Grambow Colin A, Li Yi-Pei, Green William H
Department of Chemical Engineering , Massachusetts Institute of Technology , Cambridge , Massachusetts 02139 , United States.
J Phys Chem A. 2019 Jul 11;123(27):5826-5835. doi: 10.1021/acs.jpca.9b04195. Epub 2019 Jun 27.

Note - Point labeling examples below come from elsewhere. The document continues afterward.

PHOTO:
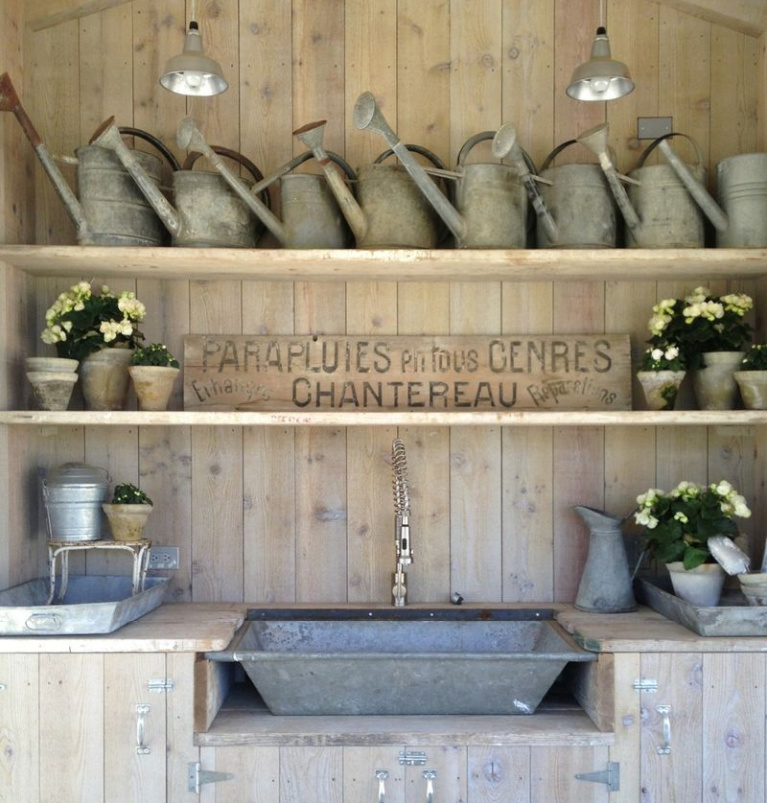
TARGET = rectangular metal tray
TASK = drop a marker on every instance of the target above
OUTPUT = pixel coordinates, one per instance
(732, 617)
(93, 604)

Machine learning provides promising new methods for accurate yet rapid prediction of molecular properties, including thermochemistry, which is an integral component of many computer simulations, particularly automated reaction mechanism generation. Often, very large data sets with tens of thousands of molecules are required for training the models, but most data sets of experimental or high-accuracy quantum mechanical quality are much smaller. To overcome these limitations, we calculate new high-level data sets and derive bond additivity corrections to significantly improve enthalpies of formation. We adopt a transfer learning technique to train neural network models that achieve good performance even with a relatively small set of high-accuracy data. The training data for the entropy model are carefully selected so that important conformational effects are captured. The resulting models are generally applicable thermochemistry predictors for organic compounds with oxygen and nitrogen heteroatoms that approach experimental and coupled cluster accuracy while only requiring molecular graph inputs. Due to their versatility and the ease of adding new training data, they are poised to replace conventional estimation methods for thermochemical parameters in reaction mechanism generation. Since high-accuracy data are often sparse, similar transfer learning approaches are expected to be useful for estimating many other molecular properties.
机器学习为准确且快速地预测分子性质提供了很有前景的新方法,这些性质包括热化学性质,而热化学是许多计算机模拟(尤其是自动反应机理生成)不可或缺的组成部分。通常,训练模型需要包含数万个分子的非常大的数据集,但大多数具有实验或高精度量子力学质量的数据集要小得多。为了克服这些限制,我们计算了新的高水平数据集并推导了键加和校正,以显著改善生成焓。我们采用迁移学习技术来训练神经网络模型,即使使用相对较少的高精度数据,这些模型也能取得良好的性能。熵模型的训练数据经过精心挑选,以便捕捉重要的构象效应。所得模型是适用于含有氧和氮杂原子的有机化合物的通用热化学预测器,其精度接近实验和耦合簇方法的精度,同时只需要分子图输入。由于它们的通用性以及添加新训练数据的便利性,它们有望在反应机理生成中取代传统的热化学参数估计方法。由于高精度数据往往很稀疏,类似的迁移学习方法预计对估计许多其他分子性质也有用。